NCAA penalties are supposed to be just that. Penalties. Consequences for an institution’s lack of reverence for the sacred rules as written and enforced by college sports’ Big Brother.
But in the brave new world of “amateur” sports (pun totally intended), the aforementioned punishments seem to be having little to no effect for a couple of up-and-coming basketball programs.
According to ESPN’s Dave Telep, Baylor, who was busted in April for impermissible phone calls and text messages, has followed up its top-five recruiting class a year ago by adding 26th ranked Ishmail Wainright. The 6'6" small forward will join fellow commit Johnathan Motley as coach Scott Drew makes a push to add Isaac Hamilton, Stevie Clark and Dominic Woodson (who are all ranked in the ESPN100).
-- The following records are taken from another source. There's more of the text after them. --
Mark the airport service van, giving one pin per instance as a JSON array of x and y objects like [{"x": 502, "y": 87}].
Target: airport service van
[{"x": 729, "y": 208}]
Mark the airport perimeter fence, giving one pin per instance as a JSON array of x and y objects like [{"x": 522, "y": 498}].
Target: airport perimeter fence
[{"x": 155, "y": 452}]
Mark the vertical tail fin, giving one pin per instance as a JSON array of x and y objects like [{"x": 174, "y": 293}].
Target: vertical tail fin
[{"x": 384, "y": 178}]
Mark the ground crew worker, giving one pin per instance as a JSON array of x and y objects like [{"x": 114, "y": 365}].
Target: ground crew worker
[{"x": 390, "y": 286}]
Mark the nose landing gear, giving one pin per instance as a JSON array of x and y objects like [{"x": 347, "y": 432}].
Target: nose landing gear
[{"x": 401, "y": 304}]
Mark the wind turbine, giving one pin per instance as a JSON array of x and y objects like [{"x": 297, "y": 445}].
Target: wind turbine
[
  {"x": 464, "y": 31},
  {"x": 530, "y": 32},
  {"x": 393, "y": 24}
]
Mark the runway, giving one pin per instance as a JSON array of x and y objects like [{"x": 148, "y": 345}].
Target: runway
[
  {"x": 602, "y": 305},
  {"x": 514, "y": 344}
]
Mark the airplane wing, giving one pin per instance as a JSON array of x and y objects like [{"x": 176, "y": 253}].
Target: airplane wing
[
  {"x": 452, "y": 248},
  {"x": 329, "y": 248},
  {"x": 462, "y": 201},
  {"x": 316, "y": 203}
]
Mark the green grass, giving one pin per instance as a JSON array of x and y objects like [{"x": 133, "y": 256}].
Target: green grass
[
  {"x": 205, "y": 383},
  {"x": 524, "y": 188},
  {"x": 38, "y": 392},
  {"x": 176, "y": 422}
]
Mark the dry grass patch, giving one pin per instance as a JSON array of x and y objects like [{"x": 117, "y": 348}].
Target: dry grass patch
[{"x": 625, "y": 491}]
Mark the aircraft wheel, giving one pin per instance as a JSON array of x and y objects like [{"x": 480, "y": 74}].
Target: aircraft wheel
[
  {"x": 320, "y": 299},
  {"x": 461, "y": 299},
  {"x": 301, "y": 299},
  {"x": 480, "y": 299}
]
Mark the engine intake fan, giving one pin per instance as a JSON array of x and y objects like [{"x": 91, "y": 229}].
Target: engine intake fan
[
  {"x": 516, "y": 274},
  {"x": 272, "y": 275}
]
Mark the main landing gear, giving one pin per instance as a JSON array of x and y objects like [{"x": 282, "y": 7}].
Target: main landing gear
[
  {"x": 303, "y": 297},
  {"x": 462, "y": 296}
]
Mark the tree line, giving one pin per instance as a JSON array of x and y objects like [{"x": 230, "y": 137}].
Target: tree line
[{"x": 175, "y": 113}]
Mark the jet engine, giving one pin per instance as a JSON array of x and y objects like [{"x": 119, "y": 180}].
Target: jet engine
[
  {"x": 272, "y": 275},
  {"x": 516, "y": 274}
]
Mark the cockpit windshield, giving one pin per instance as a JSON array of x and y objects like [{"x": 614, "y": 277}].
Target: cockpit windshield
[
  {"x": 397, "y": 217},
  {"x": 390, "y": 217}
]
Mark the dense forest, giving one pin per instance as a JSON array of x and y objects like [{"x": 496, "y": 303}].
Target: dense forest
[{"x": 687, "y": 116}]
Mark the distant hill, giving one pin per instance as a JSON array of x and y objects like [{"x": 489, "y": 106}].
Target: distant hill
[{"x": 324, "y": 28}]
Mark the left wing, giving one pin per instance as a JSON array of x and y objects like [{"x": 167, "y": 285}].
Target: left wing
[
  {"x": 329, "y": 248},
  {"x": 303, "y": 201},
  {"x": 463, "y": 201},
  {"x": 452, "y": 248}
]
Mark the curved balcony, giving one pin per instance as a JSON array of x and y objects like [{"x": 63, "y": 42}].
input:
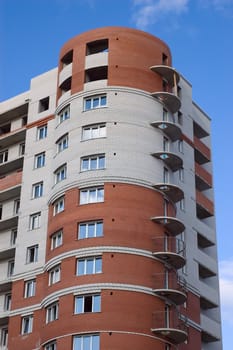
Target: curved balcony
[
  {"x": 170, "y": 286},
  {"x": 170, "y": 159},
  {"x": 170, "y": 129},
  {"x": 168, "y": 99},
  {"x": 168, "y": 73},
  {"x": 170, "y": 251},
  {"x": 173, "y": 192},
  {"x": 171, "y": 224},
  {"x": 167, "y": 325}
]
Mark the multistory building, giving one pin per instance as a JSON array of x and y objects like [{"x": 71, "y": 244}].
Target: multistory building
[{"x": 107, "y": 224}]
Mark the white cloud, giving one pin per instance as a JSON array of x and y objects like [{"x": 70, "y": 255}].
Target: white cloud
[{"x": 148, "y": 12}]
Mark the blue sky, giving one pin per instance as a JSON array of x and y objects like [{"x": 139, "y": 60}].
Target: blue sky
[{"x": 200, "y": 35}]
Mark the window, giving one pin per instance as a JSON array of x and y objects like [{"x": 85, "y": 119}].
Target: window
[
  {"x": 86, "y": 342},
  {"x": 10, "y": 268},
  {"x": 64, "y": 115},
  {"x": 3, "y": 156},
  {"x": 42, "y": 132},
  {"x": 37, "y": 190},
  {"x": 93, "y": 131},
  {"x": 95, "y": 102},
  {"x": 54, "y": 275},
  {"x": 7, "y": 302},
  {"x": 32, "y": 254},
  {"x": 52, "y": 312},
  {"x": 90, "y": 229},
  {"x": 93, "y": 162},
  {"x": 29, "y": 288},
  {"x": 60, "y": 173},
  {"x": 51, "y": 346},
  {"x": 4, "y": 337},
  {"x": 89, "y": 266},
  {"x": 62, "y": 143},
  {"x": 35, "y": 221},
  {"x": 58, "y": 206},
  {"x": 56, "y": 239},
  {"x": 43, "y": 104},
  {"x": 27, "y": 322},
  {"x": 92, "y": 195},
  {"x": 39, "y": 160}
]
Along with Baylor, second-year coach Cuonzo Martin made Tennessee fans forget all about Bruce Pearl and a certain bar-b-que with his second major recruiting splash in as many years. Thirty-sixth ranked Robert Hubbs, the ninth best shooting guard in the nation, spurned his hometown Memphis Tigers for a chance to play with Martin and the Vols.
Both schools appeased the NCAA by enforcing self-imposed penalties that would have likely been similar to what they would have faced otherwise, but their success flies in the face of the NCAA’s enforcement goals. Rather than endure their penance in sanctions purgatory, Tennessee and Baylor seem to be thriving.
Such a stark contradiction in logic begs the question, “How much do sanctions really matter?”